On 1/6/22 5:02 PM, Assaf Gordon wrote:
> Hello,
>
> On 2022-01-06 7:35 a.m., Pádraig Brady wrote:
>> Thanks for taking the time to consolidate options/functionality
>> across different implementations. This is important for users.
>> Some notes below...
>>
>> On 05/01/2022 16:23, Rob Landley wrote:
>>> Around 5 years ago toybox added the -D, -F, and -O options to cut:
>>>
>>> -D Don't sort/collate selections or match -fF lines without
>>> delimiter
>>> -F Select fields separated by DELIM regex
>>> -O Output delimiter (default one space for -F, input delim for -f)
>>>
>>
>> As I see it, the main functionalities added here:
>> - reordering of selected fields
>> - adjusted suppression of lines without matching fields
>> - regex delimiter support
>>
>> I see regex support as less important, but still useful.
>>
>
>
> Attached is a suggestion for initial implementation of "cut -FDO".
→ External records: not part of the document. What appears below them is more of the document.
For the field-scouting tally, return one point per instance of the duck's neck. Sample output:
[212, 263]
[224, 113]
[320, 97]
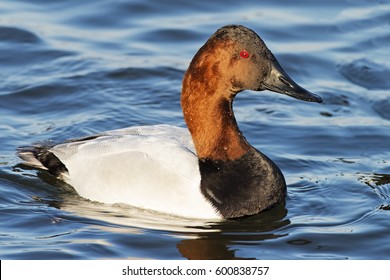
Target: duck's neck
[210, 120]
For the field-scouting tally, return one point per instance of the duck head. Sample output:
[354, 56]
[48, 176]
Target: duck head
[232, 60]
[236, 58]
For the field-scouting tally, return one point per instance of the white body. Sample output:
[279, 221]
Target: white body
[150, 167]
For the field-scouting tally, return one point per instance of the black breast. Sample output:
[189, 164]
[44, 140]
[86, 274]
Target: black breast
[242, 187]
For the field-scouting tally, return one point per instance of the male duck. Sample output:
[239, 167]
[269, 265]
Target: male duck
[208, 172]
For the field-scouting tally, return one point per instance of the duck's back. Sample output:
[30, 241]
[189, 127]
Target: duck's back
[153, 167]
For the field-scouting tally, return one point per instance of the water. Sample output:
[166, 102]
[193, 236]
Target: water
[72, 68]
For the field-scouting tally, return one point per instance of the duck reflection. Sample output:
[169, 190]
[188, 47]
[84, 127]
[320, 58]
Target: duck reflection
[218, 244]
[197, 239]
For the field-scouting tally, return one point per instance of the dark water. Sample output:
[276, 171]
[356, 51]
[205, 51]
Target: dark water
[71, 68]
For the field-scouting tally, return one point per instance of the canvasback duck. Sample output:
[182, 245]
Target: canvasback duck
[209, 171]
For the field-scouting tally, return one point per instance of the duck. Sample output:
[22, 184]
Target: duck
[205, 171]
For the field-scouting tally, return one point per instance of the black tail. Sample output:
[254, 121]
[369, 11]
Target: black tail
[41, 157]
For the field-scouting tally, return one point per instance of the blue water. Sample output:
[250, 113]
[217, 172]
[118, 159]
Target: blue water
[72, 68]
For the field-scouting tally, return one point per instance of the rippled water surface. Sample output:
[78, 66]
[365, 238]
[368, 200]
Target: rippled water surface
[72, 68]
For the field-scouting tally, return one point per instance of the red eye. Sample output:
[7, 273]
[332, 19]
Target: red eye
[244, 54]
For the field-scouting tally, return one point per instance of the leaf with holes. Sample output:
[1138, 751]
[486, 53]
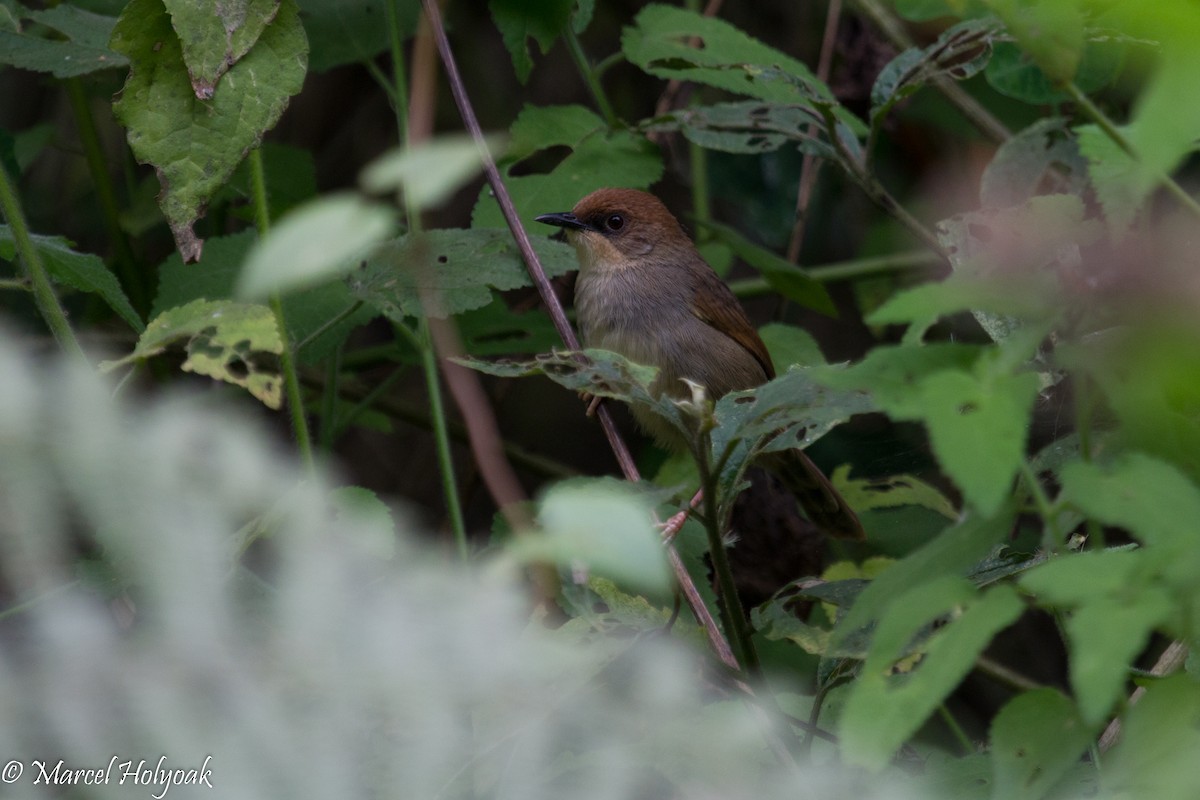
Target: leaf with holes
[233, 342]
[448, 271]
[597, 157]
[959, 53]
[216, 35]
> It's split into smaller steps to ease review.
>
> The main issue is that the current "cut_fields" and "cut_bytes" are
> highly optimized for speed, so I left them as-is and created a secondary
> set of 'cut' functions - slower but with additional options.
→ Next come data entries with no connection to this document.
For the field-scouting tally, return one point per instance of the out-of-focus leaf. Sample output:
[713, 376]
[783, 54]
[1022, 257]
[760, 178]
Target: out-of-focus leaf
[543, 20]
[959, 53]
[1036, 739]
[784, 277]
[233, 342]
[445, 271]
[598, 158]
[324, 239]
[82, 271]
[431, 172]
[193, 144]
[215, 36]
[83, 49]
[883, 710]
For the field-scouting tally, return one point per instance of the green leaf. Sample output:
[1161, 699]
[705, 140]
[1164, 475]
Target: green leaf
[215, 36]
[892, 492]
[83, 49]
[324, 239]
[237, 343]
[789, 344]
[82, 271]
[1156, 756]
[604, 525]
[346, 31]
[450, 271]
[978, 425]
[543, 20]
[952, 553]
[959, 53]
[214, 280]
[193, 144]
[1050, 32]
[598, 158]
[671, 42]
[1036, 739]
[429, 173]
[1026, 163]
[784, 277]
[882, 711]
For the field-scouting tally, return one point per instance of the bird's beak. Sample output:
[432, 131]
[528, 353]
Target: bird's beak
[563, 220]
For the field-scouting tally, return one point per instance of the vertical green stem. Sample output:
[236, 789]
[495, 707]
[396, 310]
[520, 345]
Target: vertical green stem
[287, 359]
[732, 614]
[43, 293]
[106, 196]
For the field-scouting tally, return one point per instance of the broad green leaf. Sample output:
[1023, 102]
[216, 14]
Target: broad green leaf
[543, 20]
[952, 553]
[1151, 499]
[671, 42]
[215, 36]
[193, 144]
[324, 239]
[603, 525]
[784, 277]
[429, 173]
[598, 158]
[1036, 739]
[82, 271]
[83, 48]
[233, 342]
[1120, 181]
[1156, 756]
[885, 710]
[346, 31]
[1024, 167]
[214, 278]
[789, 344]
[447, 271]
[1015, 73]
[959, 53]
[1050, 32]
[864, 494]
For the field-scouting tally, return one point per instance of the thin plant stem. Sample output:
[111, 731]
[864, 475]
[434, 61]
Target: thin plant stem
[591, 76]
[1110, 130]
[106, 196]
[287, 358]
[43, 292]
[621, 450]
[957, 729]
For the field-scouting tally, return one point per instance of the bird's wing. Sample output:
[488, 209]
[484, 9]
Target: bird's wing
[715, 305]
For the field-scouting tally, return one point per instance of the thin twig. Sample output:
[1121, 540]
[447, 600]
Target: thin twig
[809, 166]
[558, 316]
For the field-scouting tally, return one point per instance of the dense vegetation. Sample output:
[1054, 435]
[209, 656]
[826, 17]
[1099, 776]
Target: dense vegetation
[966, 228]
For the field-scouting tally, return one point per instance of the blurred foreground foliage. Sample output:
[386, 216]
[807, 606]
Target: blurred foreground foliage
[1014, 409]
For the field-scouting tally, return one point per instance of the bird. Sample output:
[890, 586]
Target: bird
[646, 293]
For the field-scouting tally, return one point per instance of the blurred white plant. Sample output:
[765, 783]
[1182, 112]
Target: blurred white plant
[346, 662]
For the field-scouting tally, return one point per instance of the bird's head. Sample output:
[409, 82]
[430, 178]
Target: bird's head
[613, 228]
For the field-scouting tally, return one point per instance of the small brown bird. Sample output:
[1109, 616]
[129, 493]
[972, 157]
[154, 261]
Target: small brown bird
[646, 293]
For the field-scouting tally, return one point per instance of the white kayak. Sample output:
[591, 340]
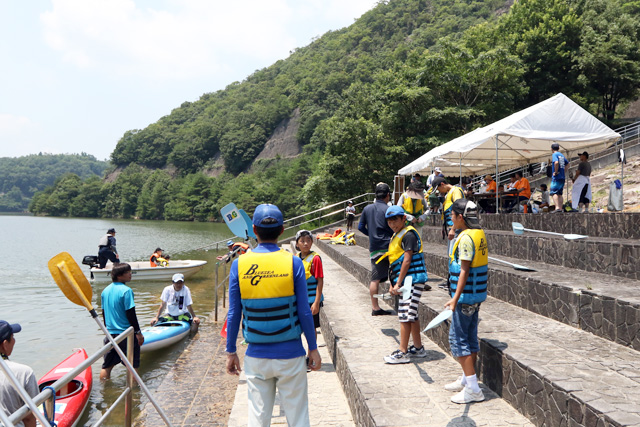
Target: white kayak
[142, 270]
[164, 334]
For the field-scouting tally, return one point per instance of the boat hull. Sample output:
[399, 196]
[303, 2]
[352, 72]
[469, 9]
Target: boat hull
[72, 399]
[164, 334]
[141, 270]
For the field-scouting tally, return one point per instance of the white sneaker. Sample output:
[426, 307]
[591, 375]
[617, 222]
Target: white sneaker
[397, 357]
[455, 386]
[467, 396]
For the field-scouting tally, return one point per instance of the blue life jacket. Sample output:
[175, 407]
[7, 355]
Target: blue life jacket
[269, 310]
[475, 289]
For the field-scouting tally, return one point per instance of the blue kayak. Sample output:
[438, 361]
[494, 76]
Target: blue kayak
[163, 334]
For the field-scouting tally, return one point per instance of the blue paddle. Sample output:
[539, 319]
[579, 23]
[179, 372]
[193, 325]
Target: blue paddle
[234, 220]
[250, 232]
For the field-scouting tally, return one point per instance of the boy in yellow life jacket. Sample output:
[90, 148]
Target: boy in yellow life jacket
[468, 275]
[314, 273]
[406, 259]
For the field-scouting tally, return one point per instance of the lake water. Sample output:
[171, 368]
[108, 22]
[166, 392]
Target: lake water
[52, 326]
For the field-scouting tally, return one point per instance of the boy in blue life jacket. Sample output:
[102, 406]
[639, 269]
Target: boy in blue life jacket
[468, 289]
[406, 259]
[313, 272]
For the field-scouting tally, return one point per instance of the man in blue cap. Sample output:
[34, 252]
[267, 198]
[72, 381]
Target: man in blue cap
[268, 287]
[10, 400]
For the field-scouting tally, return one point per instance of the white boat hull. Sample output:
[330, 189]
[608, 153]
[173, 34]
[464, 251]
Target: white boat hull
[141, 270]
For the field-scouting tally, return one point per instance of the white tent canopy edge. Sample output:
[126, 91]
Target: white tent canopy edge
[519, 139]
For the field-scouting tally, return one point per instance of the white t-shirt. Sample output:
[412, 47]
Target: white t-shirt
[10, 400]
[177, 301]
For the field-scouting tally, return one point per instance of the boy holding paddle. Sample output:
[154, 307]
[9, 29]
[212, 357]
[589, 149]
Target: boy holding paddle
[118, 313]
[468, 262]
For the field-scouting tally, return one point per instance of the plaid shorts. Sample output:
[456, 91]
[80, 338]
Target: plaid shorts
[408, 308]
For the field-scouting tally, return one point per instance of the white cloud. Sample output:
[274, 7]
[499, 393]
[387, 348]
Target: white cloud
[187, 39]
[12, 124]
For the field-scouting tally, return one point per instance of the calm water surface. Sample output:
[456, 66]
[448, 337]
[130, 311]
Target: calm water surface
[52, 326]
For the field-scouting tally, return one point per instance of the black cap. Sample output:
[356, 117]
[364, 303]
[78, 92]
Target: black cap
[382, 189]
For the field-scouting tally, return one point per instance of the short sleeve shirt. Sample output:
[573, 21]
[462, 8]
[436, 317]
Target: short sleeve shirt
[177, 301]
[10, 400]
[117, 298]
[410, 242]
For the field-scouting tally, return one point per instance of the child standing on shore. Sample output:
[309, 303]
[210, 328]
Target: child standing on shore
[314, 273]
[406, 259]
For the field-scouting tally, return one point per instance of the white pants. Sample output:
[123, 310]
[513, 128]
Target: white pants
[289, 376]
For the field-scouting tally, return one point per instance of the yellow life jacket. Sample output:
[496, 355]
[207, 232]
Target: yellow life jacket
[452, 195]
[268, 298]
[475, 289]
[417, 268]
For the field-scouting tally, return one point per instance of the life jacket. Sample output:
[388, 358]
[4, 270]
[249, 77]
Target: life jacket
[158, 257]
[448, 203]
[269, 311]
[417, 268]
[312, 282]
[475, 290]
[243, 247]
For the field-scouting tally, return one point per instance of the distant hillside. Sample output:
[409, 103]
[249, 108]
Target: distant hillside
[351, 108]
[21, 177]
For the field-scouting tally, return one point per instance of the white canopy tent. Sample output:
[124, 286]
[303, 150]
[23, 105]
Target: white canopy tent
[522, 138]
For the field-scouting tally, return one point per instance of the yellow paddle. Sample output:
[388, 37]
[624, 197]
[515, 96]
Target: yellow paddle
[75, 286]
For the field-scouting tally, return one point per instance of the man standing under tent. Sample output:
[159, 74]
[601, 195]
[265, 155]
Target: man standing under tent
[581, 191]
[557, 177]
There was a whole special case -d$'\n' in busybox to cut by line that I haven't
found any documentation for, and it looks like that was copied from coreutils...
$ echo -e 'one\ntwo\nthree\nfour\nfive' | cut -d$'\n' -f 2-3
two
three
So I'm guessing there's already more than one codepath. :)
> If this is acceptable, I'll go on to clean up the patches, add more
> tests and write documentation.
>
> There are likely some edge-cases regarding regex matching that need to
> be decided upon (e.g. BRE or ERE, what about BOL/EOL anchors, groups, etc.).
Toybox is doing ERE by default because it was introduced post-y2k:
https://github.com/landley/toybox/blob/0.8.6/toys/posix/cut.c#L217
And ignoring BRE/ERE:
https://github.com/landley/toybox/blob/0.8.6/toys/posix/cut.c#L140
because I don't see how BOL/EOL applies to delimiters _between_ elements? (Any
delimiter between first element or after last element would mean another empty
element at the edge?)
Busybox inherited both behaviors.
Thanks,
Rob